雖然這婚禮宴會其實是在一家大教堂舉辦的,但在那位新郎高杉先生的鈔能力下,卻幾乎把一個五星級酒店的自助餐廳給搬到現場來了。

而在這「餐廳」邊上,還附加一個酒品齊全、服務周到的小酒吧。

那一排排靠牆擺放的酒櫃里陳列著無數精釀,這些美酒鱗次櫛比地擺放在透明玻璃後面,每一瓶酒上都打著柔和而絢爛的燈光。

貝爾摩德挽著林新一的胳膊走到那吧台前,若有所思地打量起那一牆琳琅滿目的酒品。

吧台後面,身著禮服的侍者神色恭敬地迎上前來:「美麗的小姐,請問我能為你做些什麼?」

「謝謝。
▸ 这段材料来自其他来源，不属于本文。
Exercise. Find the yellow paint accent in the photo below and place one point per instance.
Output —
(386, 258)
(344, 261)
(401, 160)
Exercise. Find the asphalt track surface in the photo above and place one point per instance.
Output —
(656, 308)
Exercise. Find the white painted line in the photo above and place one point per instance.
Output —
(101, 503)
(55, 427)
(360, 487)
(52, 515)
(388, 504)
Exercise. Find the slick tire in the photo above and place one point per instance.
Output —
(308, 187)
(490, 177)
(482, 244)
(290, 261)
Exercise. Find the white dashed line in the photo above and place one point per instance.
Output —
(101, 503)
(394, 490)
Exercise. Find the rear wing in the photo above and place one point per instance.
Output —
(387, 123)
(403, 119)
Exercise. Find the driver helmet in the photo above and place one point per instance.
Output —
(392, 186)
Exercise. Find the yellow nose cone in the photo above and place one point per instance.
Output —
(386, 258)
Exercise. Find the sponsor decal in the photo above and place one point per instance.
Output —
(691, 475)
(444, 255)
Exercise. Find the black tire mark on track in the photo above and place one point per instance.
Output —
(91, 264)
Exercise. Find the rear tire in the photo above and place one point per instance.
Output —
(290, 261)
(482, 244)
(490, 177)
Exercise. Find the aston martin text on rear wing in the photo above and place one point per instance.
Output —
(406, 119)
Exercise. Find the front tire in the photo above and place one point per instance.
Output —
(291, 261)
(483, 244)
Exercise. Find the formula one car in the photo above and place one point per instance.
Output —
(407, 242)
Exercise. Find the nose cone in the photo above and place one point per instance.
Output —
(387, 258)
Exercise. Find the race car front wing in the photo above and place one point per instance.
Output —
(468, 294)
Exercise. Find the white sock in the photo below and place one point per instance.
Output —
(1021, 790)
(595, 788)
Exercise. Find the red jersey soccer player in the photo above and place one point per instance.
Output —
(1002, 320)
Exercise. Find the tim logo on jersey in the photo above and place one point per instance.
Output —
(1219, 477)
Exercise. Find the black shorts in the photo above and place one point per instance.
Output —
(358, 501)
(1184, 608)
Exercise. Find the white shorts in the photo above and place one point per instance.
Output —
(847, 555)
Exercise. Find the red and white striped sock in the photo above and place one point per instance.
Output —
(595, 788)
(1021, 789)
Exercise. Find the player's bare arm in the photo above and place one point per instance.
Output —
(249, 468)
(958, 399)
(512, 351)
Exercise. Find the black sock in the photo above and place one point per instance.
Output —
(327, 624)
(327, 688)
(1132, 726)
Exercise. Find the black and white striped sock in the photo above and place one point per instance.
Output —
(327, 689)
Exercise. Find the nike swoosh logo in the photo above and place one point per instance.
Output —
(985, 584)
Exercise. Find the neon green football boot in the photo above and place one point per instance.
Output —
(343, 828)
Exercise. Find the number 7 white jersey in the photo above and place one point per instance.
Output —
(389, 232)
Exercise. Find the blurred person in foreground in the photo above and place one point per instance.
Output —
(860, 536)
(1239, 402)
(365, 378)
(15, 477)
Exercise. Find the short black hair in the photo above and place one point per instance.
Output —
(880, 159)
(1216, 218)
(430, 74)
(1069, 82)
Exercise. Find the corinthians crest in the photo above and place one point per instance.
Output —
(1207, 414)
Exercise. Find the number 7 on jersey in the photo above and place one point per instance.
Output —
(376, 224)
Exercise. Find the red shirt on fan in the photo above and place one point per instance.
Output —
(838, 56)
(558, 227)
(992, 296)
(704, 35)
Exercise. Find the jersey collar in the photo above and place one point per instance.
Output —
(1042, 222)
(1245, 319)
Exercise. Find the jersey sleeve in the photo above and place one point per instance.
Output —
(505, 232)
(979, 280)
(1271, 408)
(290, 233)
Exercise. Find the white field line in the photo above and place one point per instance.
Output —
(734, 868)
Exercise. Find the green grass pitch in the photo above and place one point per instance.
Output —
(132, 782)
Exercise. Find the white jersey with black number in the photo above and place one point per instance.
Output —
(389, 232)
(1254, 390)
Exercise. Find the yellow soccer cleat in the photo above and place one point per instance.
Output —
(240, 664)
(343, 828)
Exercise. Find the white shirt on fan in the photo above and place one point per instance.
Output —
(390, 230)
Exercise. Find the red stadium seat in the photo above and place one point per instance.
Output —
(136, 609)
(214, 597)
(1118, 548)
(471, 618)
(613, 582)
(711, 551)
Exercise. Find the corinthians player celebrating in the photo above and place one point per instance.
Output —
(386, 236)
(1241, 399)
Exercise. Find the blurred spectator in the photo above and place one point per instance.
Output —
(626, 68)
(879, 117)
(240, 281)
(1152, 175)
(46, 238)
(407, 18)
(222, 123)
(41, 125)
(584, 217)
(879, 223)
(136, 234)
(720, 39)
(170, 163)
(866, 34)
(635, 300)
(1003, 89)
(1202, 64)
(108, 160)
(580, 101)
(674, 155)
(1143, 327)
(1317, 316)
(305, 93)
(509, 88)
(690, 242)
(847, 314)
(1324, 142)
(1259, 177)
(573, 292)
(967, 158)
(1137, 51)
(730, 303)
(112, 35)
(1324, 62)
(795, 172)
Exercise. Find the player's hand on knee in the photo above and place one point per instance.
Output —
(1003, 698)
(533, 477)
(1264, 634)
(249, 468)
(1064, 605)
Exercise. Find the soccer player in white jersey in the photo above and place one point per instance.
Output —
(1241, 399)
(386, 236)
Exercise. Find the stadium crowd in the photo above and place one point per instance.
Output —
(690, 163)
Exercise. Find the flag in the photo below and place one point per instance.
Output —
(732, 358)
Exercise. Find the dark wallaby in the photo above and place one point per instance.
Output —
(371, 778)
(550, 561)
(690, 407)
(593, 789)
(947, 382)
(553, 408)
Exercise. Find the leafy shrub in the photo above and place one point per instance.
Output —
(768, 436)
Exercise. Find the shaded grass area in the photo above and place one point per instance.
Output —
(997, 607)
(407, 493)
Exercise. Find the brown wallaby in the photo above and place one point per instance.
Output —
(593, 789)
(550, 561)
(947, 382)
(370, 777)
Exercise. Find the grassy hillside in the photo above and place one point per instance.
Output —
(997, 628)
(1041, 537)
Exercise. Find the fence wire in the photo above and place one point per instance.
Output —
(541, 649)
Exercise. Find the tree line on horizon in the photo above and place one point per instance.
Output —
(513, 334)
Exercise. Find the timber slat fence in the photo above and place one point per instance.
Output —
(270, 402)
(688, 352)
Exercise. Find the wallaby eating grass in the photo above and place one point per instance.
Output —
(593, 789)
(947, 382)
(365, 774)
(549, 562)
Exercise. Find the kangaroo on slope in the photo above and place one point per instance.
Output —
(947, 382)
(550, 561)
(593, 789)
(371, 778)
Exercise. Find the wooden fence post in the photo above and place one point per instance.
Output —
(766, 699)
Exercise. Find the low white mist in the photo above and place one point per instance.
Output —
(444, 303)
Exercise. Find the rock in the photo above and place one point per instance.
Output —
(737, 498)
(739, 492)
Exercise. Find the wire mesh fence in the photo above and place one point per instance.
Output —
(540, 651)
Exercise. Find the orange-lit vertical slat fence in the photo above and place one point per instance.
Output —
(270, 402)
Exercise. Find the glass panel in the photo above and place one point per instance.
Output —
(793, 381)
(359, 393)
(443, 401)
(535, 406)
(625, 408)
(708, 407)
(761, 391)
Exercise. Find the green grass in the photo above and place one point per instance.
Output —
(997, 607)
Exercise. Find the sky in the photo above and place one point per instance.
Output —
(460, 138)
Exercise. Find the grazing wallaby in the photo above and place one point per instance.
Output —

」貝爾摩德輕輕摘下禮帽,露出一抹動人的微笑:「不過,我們需要一點私人空間,這可以嗎?」

雖然這話其實就是趕人離開,但在她那優雅溫和的語調之下,聽著卻絲毫不見得冒犯。

「如您所願。」侍者微微點頭致意,便主動離開吧台,給貝爾摩德和林新一留下了獨處的空間。

「坐吧。」

貝爾摩德輕輕摁著林新一的肩膀,請他在吧台前坐下。

而她自己則是繞到吧台後面,站在那一牆美酒之前,扮演起了酒保的角色。

「那麼……」

貝爾摩德身體前傾倚在吧台上,單手撐著下巴,把她那張姣好的面龐湊近到林新一眼前。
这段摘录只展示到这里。